After graduating from General Assembly, I had confidence in my new skills and in myself, so I did not put “junior UX designer” in my portfolio or on my LinkedIn. Instead, I tell employers what I am capable of. About 30% part of my job in UX is to teach people what I can do and why it's important. If you can't explain why UX is important to your company, then you're going to struggle and it will take you longer to climb any sort of career ladder.
There are a lot of positions that a UX Designer can fill, and I see the potential for many people to move up in this field. Designers today have a choice between working for large companies or startups, managing a freelance portfolio or joining an agency, or pursuing the many new opportunities in the civic and non-profit sectors.
Now that you are over a year into your UX design career, do you still use everything that you learned at General Assembly?
I still use everything I learned at General Assembly! I frequently go back through my notes and course materials to refresh myself or to prepare to teach others a particular concept. What I learned at General Assembly helps me as a UX designer, and also helps me work better with my team and company every day. Just the other day, my team was working on our pricing strategy for a new product, and I worked with the stakeholders to understand our strategy confidence, run an internal survey, and present a learnings deck to the executive team — all things I learned or honed at General Assembly!
As a former academic, what’s your advice for those in academia considering a career change into tech?
The job market is cold out there in academia right now.
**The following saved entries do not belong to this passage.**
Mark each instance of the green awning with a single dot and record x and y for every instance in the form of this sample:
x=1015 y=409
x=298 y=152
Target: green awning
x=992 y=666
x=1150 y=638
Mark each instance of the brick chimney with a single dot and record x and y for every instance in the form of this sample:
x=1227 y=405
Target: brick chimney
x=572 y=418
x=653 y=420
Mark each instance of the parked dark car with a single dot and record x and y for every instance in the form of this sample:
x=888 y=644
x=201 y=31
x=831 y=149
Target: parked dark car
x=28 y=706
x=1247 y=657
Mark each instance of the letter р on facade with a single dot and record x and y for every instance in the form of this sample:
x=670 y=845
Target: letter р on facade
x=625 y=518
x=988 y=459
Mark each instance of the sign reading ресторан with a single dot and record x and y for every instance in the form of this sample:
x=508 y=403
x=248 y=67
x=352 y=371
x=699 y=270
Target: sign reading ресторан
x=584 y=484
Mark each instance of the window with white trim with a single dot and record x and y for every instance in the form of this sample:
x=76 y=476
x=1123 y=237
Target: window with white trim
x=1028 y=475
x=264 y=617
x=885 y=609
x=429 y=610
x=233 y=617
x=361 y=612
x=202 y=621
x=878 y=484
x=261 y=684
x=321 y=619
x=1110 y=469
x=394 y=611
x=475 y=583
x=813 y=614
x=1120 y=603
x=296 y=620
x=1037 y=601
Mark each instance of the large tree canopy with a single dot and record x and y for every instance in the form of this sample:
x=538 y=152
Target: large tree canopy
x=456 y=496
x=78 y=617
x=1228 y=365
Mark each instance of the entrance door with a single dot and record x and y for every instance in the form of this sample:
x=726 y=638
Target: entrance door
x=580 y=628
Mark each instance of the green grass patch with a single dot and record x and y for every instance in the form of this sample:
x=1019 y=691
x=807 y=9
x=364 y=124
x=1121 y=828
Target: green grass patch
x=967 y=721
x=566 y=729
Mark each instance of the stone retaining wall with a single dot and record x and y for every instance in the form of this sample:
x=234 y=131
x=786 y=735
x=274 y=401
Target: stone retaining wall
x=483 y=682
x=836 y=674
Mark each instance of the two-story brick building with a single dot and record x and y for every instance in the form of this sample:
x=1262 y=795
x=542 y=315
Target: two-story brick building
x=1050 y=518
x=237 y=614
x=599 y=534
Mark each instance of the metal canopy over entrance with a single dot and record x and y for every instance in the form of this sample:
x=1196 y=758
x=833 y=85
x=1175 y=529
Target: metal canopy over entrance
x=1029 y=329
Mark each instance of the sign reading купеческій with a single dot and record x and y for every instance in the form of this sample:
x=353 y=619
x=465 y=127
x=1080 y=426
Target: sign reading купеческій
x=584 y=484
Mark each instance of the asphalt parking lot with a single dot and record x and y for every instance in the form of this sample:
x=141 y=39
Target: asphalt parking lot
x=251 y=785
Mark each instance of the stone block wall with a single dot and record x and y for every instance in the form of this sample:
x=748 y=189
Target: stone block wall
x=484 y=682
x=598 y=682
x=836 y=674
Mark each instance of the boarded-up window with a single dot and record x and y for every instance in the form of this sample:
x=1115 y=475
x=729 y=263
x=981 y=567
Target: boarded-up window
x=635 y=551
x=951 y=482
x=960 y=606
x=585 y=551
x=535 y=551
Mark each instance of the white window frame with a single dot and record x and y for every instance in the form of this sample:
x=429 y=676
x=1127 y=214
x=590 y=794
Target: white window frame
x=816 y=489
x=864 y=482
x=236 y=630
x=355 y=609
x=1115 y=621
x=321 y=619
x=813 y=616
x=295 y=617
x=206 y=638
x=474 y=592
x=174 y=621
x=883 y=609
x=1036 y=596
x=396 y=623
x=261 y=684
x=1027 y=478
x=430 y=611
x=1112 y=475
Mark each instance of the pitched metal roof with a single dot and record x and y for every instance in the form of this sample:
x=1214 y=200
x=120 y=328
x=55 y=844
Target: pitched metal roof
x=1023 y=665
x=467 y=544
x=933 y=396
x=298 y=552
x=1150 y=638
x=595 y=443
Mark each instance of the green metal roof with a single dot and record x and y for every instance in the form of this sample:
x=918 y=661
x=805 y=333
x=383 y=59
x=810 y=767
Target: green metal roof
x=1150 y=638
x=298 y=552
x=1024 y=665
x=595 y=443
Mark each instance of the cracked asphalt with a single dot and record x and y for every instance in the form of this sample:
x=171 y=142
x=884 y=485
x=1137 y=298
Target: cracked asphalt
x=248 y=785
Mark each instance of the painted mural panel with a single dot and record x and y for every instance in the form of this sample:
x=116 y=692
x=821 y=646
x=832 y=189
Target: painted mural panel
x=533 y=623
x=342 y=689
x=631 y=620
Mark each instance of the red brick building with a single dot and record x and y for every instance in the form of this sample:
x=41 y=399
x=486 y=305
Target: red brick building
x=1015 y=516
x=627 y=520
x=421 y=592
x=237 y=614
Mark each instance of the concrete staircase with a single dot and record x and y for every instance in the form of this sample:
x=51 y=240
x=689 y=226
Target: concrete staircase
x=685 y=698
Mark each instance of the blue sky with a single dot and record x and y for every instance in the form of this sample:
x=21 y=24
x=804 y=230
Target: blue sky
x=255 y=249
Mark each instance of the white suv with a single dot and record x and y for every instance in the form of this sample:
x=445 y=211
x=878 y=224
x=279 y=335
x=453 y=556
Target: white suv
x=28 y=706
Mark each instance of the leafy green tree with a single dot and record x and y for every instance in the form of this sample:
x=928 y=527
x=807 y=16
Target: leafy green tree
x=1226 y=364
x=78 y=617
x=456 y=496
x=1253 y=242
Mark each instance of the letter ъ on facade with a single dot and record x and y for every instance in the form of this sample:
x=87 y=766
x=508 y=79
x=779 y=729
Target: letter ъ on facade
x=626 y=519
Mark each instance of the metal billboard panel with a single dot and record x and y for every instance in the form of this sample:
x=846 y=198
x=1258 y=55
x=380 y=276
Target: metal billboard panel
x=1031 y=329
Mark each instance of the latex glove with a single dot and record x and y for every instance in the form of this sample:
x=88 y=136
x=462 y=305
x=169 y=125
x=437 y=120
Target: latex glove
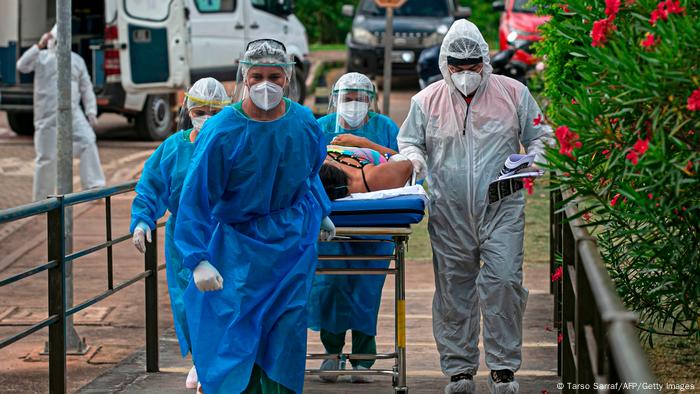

If you are meant to be in that market, stay. But if you are considering a bootcamp because you are not happy with the job options stretching before you or want a more agile environment, then go for it! And if you're worried about a bootcamp being different than university, it will be!
For those academic folks pivoting into UX, there are a couple of hurdles to leap. Employers may assume that those from academia are used to things taking a long time and therefore that you aren’t able to do agile product design, so you will need to proactively dispel that idea in cover letters, applications, and interviews. Talk about your desire for change and the ways you were scrappy and overcame challenges in any project. Show your confidence in your collaboration skills. Connect your communication acumen to the job description you're digging. Keep learning about the industry you're interested in and discuss what you learn with interviewers, followers, and connections.
Do you see any UX trends emerging in the field for 2021?
The trends I’ve been seeing aren’t necessarily new, but new UX designers should be aware of them.
Was General Assembly worth it for you, Jules?
It's probably the best thing that I've ever done for myself. Even though it was scary and stressful at times, I'm very glad I did it. 80% of the people in my class were in the same boat. They weren't happy with their career and wanted something different, and they got it.